El quirófano me recibió como un viejo amigo. En la mesa, un joven con traumatismo craneoencefálico grave. El monitor oscilaba con violencia, la presión subía y bajaba como una montaña rusa.

—La presión sube… ¡lo estamos perdiendo! —dijo el residente con voz temblorosa. —Respira. Ajusta la presión. Yo me encargo del hematoma —dije, manteniendo la calma. Mis manos se movían con seguridad, como si nunca hubiera dejado de hacerlo.

Sentí cómo el bisturí cortaba, cómo la sangre brotaba, cómo cada segundo era una batalla entre la vida y la muerte.

—No pensé que pudiera… después de lo que pasó… —murmuró el residente.

—El pasado no me define. Este paciente sí. Concéntrate —le respondí, con una firmeza que lo hizo volver al trabajo.

Minutos que parecieron horas después, el monitor se estabilizó. El corazón del paciente seguía latiendo.

—Tenemos pulso. Buen trabajo, todos —anuncié, soltando un suspiro que no sabía que contenía.

Mientras yo estaba en el quirófano, en la sala de espera el tiempo corría de otra forma.
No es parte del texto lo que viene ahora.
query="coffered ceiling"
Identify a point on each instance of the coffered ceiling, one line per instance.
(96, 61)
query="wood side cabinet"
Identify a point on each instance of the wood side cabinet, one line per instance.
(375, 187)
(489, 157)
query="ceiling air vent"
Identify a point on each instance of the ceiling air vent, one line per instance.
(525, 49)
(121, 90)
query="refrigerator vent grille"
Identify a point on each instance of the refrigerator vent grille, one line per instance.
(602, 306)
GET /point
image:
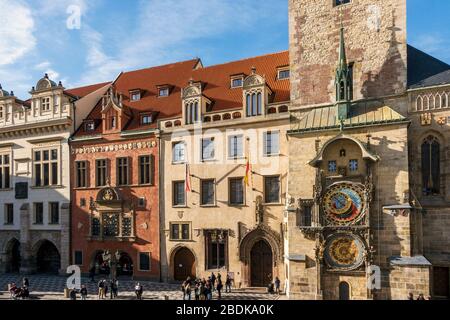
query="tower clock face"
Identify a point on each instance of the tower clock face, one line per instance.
(344, 203)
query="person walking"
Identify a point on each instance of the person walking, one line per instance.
(83, 292)
(228, 284)
(101, 289)
(277, 285)
(213, 281)
(138, 289)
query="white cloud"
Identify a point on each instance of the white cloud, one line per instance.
(17, 26)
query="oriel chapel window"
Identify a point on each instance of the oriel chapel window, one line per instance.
(5, 171)
(431, 165)
(46, 168)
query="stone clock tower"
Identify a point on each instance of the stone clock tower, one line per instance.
(351, 232)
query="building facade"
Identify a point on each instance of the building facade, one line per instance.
(225, 173)
(34, 175)
(115, 176)
(365, 153)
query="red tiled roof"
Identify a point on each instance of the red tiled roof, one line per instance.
(177, 75)
(84, 91)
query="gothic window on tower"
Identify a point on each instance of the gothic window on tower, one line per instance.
(5, 171)
(216, 249)
(431, 166)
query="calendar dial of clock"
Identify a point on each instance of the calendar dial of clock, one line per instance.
(344, 203)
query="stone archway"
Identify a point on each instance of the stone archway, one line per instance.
(11, 257)
(260, 248)
(184, 264)
(48, 258)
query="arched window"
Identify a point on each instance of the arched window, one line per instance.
(431, 166)
(344, 291)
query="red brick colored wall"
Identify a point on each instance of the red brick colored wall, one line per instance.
(147, 240)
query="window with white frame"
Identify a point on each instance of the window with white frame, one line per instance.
(5, 171)
(254, 104)
(179, 152)
(45, 104)
(208, 149)
(271, 143)
(46, 167)
(236, 146)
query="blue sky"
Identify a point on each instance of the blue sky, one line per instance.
(119, 35)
Lo supe después, cuando me lo contaron.

—¿Por qué tarda tanto? ¿Y si… y si vuelve a pasarle algo? —decía Somsak con lágrimas contenidas.

—Tranquila —respondió Kim, aunque sus brazos cruzados no ocultaban la tensión en su mandíbula—. Tu hermana es tan terca que ni la muerte la aguanta mucho tiempo.

Tía Sue rezaba en voz baja, sus manos apretadas. Jenny, en cambio, permanecía de pie, con los ojos fijos en la luz roja del quirófano.

—Ella no se da cuenta —dijo de pronto, con esa voz grave que parecía arrastrar secretos—, pero cuando está ahí dentro… brilla. No quiero apartarme nunca de su vida.

El silencio que siguió fue tan espeso que hasta Kim dejó de bromear.

Cuando por fin salí del quirófano, el cansancio me cayó encima como un bloque de cemento. Me quité la mascarilla y respiré profundo.

—El paciente está estable. Lo logramos —dije con voz ronca.

Somsak me abrazó de inmediato, llorando sin control.

—¡Nunca vuelvas a asustarme así!

Kim me dio una palmada en el hombro.

—Bienvenida de nuevo. Sabía que no ibas a rendirte. No es tu estilo.

—No, nunca lo fue —respondí, sonriendo con cansancio.